Exercise :
We toss two dices. Let $X$ be the indication of the result of the first one and $Y$ the indication of the result of the second one. If $S=X+Y$, find the following :
(a) The probability mass function $p(s_j)$ of the random variable $S$.
(b) The mean value $E[S]$ of the random variable $S$.
(c) The variance $V[S]$ of the random variable $S$.
Attempt :
(a)
So, $S$ is the summation of the indications of the two dices, which means that the value of $S$ will rely in $[2,12]$, which is obvious. How would one continue to finding the probability mass function though ?
For (b) and (c), I do not know how to continue (I think you need (a) for those as well).

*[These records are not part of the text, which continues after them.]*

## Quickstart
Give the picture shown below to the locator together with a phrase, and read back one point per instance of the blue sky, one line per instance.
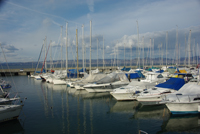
(25, 23)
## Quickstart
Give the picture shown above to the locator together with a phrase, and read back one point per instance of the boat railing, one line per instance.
(190, 97)
(142, 132)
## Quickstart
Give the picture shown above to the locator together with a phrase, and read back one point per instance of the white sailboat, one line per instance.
(9, 112)
(108, 83)
(128, 92)
(185, 101)
(154, 95)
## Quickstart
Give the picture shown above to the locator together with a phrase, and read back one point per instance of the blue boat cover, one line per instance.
(160, 71)
(172, 83)
(73, 72)
(149, 69)
(134, 76)
(125, 69)
(140, 74)
(172, 67)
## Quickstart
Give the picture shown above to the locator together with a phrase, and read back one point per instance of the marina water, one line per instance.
(59, 109)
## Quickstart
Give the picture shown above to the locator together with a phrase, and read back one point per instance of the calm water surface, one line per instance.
(59, 109)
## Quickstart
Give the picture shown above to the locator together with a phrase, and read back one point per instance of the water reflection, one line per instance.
(66, 110)
(10, 127)
(125, 107)
(189, 123)
(159, 112)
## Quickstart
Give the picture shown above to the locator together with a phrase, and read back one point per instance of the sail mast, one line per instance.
(189, 51)
(77, 51)
(45, 53)
(177, 45)
(61, 46)
(124, 54)
(66, 48)
(143, 50)
(138, 44)
(83, 47)
(103, 52)
(166, 46)
(97, 52)
(90, 44)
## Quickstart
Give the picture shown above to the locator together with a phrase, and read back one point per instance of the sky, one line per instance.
(24, 24)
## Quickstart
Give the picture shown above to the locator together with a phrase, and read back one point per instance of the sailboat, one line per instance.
(9, 112)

This is not a homework question, as it is an exam question which I'm trying to figure out in order for the upcoming semester tests. I would really appreciate any help on understanding the problem and the questions asked.
Hint:
The pdf of $X$ (or Y) is a uniform distribution on support set $\{1,2,3,4,5,6\}$ so the distribution of $S$ using convolution operator over its support set $\{2,3,4,5,6,7,8,9,10,11,12\}$ is $$\dfrac{1}{36},\dfrac{2}{36},\dfrac{3}{36},\dfrac{4}{36},\dfrac{5}{36},\dfrac{6}{36},\dfrac{5}{36},\dfrac{4}{36},\dfrac{3}{36},\dfrac{2}{36},\dfrac{1}{36}$$Can you finish now?